Axelar AB, of Stockholm, Sweden, announced final results from a Phase II study of AXL1717 in non-small-cell lung cancer (NSCLC) showing no statistically significant difference in rate of progression-free survival (PFS) between patients treated with AXL1717 compared to the group treated with docetaxel. The trial enrolled 101 patients with locally advanced or metastatic NSCLC with a primary objective of showing an advantage in PFS at 12 weeks. For patients receiving AXL1717, the PFS rate was 25.9 percent and 39 percent in the docetaxel group. The difference was not statistically significant. The secondary endpoints were PFS and overall survival, and neither of those endpoints showed a statistically confirmed difference between the two treatment groups.
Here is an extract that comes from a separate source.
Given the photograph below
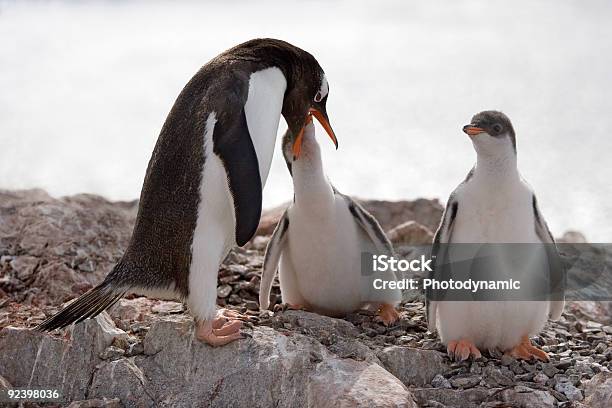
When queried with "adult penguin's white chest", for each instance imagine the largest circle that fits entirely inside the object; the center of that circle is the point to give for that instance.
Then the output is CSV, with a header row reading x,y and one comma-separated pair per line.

Threshold Pharmaceuticals Inc., of South San Francisco, said the target enrollment of 620 patients with advanced soft tissue sarcoma has been achieved in the company’s pivotal Phase III trial of TH-302, its investigational hypoxia-targeted drug. The enrollment achievement triggers a milestone payment of $12.5 million from Merck KGaA, of Darmstadt, Germany. Threshold has a global license and co-development agreement with Merck for TH-302, which includes an option for Threshold to co-commercialize in the U.S. The trial is enrolling patients with metastatic or locally advanced unresectable soft tissue sarcoma and is designed to evaluate the efficacy and safety of TH-302 in combination with doxorubicin, compared to doxorubicin alone. Primary efficacy data are to be reported in the first half of 2015.